From December 17 to 23, the first week of the winter break holiday, and when students were not in classrooms, the number of cases recorded for Florida’s school aged children and adolescents was 17,537. But last week, January 14 to January 20, the number of weekly cases recorded for this group rose to 56,402, a staggering 321 percent increase in less than three weeks after the resumption of classroom learning.

Hospitalizations among Florida’s minors positive for COVID-19 have also soared in the past month. On December 21, the number of children hospitalized with the virus was approximately 100 and by January 14 this number more than doubled to 237 children hospitalized with active cases of COVID-19. As the omicron surge was gaining steam this month, thousands of teachers were calling out sick in Miami-Dade and Broward County public schools, as new COVID-19 cases continued to skyrocket across South Florida.

On the first day back after the two-week winter holiday, 2,110 Miami-Dade instructional personnel, including counselors, and 94 bus drivers were absent. The massive staffing crisis and the inability of the district to fill teacher positions tear to shreds the assertion that in-person learning amounts to a “healthy learning environment.”

The bullying tactics toward Broward students are testament to the sort of repressive methods that district figureheads, allied with the Democratic Party and backed by the teachers unions, have resorted to in their campaign to reopen the schools nationwide.

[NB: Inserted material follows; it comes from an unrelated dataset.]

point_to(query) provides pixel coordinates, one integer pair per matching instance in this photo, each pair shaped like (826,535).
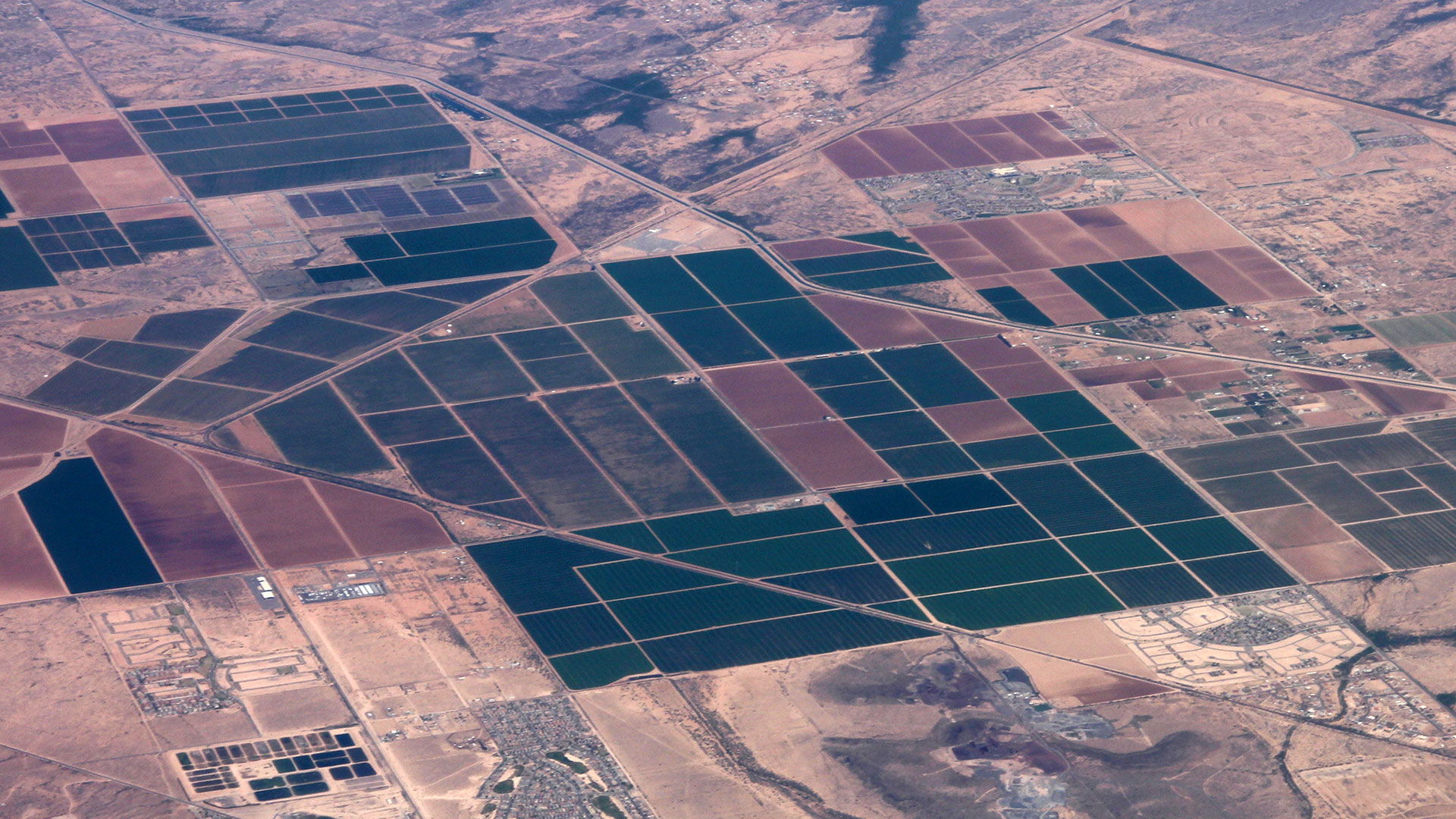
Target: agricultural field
(896,411)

A conscious decision was made to stamp out any opposition out of fear that a walkout would fuel more rebellions. Broward Superintendent Vickie Cartwright, a Democrat, told the media: “It seems to be more of a copycat type of approach that’s happening, for example, up in New York and Chicago.”

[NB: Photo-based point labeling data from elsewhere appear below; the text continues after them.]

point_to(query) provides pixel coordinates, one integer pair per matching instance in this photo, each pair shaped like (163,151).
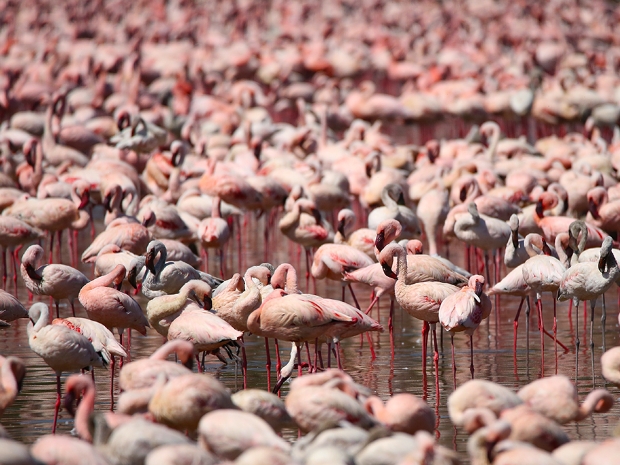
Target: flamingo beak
(388,271)
(84,199)
(380,240)
(68,403)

Governor Ron DeSantis has garnered a notorious reputation nationally as a far-right reactionary whose administration has not only prohibited any attempt by school districts to implement virtual learning, but also forbidden even the most bare minimum mitigation measures like masking in schools.

DeSantis declared earlier this month that public schools must remain open for in-person learning, regardless of the numbers of students and teachers getting sick from COVID due to the Omicron wave, and condemned widespread fears and public concern over the variant as “fauci-ism,” a political slur suggesting that infectious disease expert Anthony Fauci is a dictator. During the fall semester, he directed state education officials to take away salaries from school board members and withheld funding from local school districts, including the largest ones like Broward, that defied his ban on pandemic mask mandates in classrooms.

All of Broward County’s school board members are either members of the Democratic Party or closely associated with its apparatus. The response of the Democrats and teachers unions to the fascistic Republicans in Florida, just like their counterparts nationwide, has been completely empty. While some have postured as defenders of public health and science, they have mounted no serious opposition. Both local and state Democratic figures have acquiesced to the Republicans’ policies regarding the schools and the broader pandemic crisis, and have been just as supportive of the back-to-school policy.

The International Youth and Students for Social Equality and the WSWS call on all students, teachers and educators to oppose the anti-democratic methods of the Broward County School Board. We appeal to students to join the IYSSE and the growing movement calling for the closure of schools and the immediate return to virtual learning, along with lockdowns, the closure of nonessential businesses and rigorous contact tracing and testing, to finally put an end to COVID-19 in the US and internationally.